Cameron Parkins, September 10th, 2008

Sylvan Sunset | Scott Carpenter CC BY

It certainly isn’t the most publicized use of CC licences we have seen, but Scott Carpenter’s “Slyvan Sunsetappearing on the cover of the 2008/2009 Rapid City/Gillete Phone Book has us ecstatic nonetheless. While big names help gain wider exposure for CC, it is important to remember that these are tools meant for everyone, of which Carpenter’s photo re-use is an excellent example. From MTF.org:

Last September I received an email from someone at Yellowbook, saying that they were interested in using my picture for the cover of the Rapid City phone book […] I said that they were already free and welcome to use it under the Creative Commons Attribution-ShareAlike license with which it was published, but that I’d be willing to relicense it as Attribution only, which I did, and also signed a form giving them permission to use it. I often wondered if I should have held out for money also, but seeing the small role of the picture, it’s just as well I didn’t. Something tells me they wouldn’t have paid much for that, if anything, and I’m simply pleased to get some exposure and have an artifact of free culture–the CC license–appear right there on the cover of an old media phone book.
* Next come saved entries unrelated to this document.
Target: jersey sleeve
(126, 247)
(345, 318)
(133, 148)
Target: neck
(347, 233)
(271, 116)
Carpenter’s experience highlights many of the things we love to see – licences increasing content visibility, the ability for a creator to reach a separate agreement outside their original CC license, and proper and thorough attribution (even if we have to agree with Carpenter that a graphic designer might “balk at this kind of verbiage […] with the picture being such a minor part of the page”). Kudos to Carpenter and the countless others who use CC for everyday reasons and, every so often, experience surprising results.